Oh so what I did before was wrong then.

Then we are back to square 1 now but even worse, we have 2 unknowns.
Vf^2 = Vi^2 + 2 * A * D
Vf^2 = Vi^2 + 2 * -9.81 * 26

Can you throw me a hint?

18. Oct 4, 2008

### Hootenanny

Staff Emeritus
Consider the vertical motion first. Try using this equation that you posted before:
Fill in all the information you know.

19. Oct 4, 2008

### maniacp08

D = Vi * T + 1/2 A * T^2

26 = Vi * T + 1/2(9.81) * T^2

Unknowns are Vi and T

20. Oct 4, 2008

### Hootenanny

Staff Emeritus
Close, but don't forget that the final position of the ball is below it's initial position and therefore D=-26m. Further, the acceleration due to gravity is in the negative y direction and therefore a=-9.81 m/s2.

So you have two unknowns, Vi and T. Can you now write down an equation that governs the horizontal motion?

21. Oct 4, 2008

### maniacp08

The horizontal range equation?
Dx = Vix * T

26m = Vi cos 51 * T
unknowns are Vi and T

22. Oct 4, 2008

### Hootenanny

Staff Emeritus
Sounds good to me. So you now have two equations:

$$-26 = v_i\sin(51)t - \frac{1}{2}gt^2$$

$$v_i\cos(51) = \frac{26}{t}$$

with two unknowns. All that's left to do is solve them.

23. Oct 4, 2008

### maniacp08

oooo!!!!!!
I solved t first and found that vi = 26/T cos51
and I got T = 3.44s

and got Vi = 12m/s
26 = Vix cos 51 * 3.44

Thanks for your help! it was a tough one.
Is there any advice on how to approach these projectile problems?
The only reason I solved this was because of your help, my exam is coming up and I don't know how to approach these problems.

24. Oct 4, 2008

### Hootenanny

Staff Emeritus
My pleasure.

Well, the way I would usually recommend to approach such problems is to first split the motion into horizontal and vertical components, then make a list of all the knowns. If you have two unknowns, then you know that you need to find two appropriate kinematic equations; if you have three unknowns, then you need to find three equations.

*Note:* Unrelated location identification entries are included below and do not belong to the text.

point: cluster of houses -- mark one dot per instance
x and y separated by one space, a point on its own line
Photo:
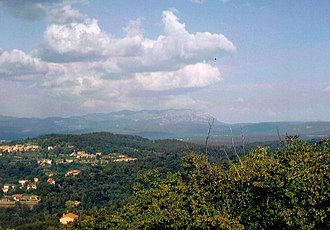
29 185
20 197
19 148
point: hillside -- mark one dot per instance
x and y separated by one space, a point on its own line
156 124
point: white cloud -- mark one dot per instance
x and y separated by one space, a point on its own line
66 14
17 64
190 76
83 68
73 41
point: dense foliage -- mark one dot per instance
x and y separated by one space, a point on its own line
283 189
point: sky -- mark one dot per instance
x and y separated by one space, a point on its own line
239 60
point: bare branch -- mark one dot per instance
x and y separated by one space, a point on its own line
233 145
243 141
208 135
230 161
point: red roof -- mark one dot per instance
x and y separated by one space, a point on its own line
71 215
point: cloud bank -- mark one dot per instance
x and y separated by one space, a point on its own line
80 64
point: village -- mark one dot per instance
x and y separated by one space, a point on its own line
25 191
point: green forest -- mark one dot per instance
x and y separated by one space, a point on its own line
170 184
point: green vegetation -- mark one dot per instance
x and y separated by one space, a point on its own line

It is also always a good idea to define your coordinate system at the outset, even if it's just with a sketch. This makes it easier to see which quantities should be positive and negative and helps avoid silly sign slips.

25. Oct 4, 2008

### maniacp08

Ok, I decided to put what I learned from this problem on to another problem.

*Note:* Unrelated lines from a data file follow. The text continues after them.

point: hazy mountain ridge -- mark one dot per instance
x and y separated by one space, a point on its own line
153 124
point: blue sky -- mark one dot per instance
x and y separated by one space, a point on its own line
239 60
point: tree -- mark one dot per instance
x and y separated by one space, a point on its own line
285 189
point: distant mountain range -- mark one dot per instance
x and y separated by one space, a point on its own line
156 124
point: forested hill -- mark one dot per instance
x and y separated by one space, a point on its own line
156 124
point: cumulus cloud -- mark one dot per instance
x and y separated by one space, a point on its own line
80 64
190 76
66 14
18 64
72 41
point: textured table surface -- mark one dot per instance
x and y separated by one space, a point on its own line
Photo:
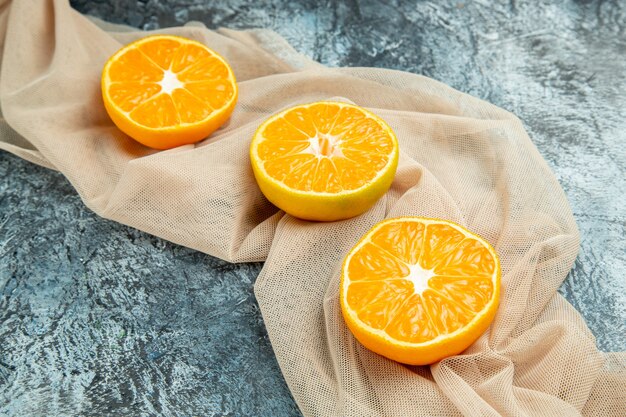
97 318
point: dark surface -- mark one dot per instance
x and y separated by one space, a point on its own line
99 319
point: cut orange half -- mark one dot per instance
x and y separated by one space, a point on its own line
166 91
324 161
418 290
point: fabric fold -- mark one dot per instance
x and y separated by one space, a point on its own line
462 159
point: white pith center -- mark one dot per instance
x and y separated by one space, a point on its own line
419 277
170 82
324 145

An archer fish launches a droplet of water from the surface of a small lake at an angle of 60 degrees above the horizontal. He is aiming at a juicy spider sitting on a leaf 50 cm to the east and on a branch 25cm above the water surface. The fish is trying to knock the spider into the water so that the fish can eat the spider.

A) What must the speed of the water droplet be for the fish to be successful?
B) When it hits the spider is the droplet rising or falling?

We are given the horizontal range which is 50cm
and the vertical range which is 25

So I separated them into 2 components
the vertical I have
25 = Viy sin 60 * T + 1/2 G * T^2
where Viy and T are unknowns

The horizontal component
Dx = Vix Cos 60 * T
50 = Vix Cos 60 * T

Unknowns are Vix and T
I try doing the same thing solving for either Vi or T and plug it in.
Is this approach correct for this problem?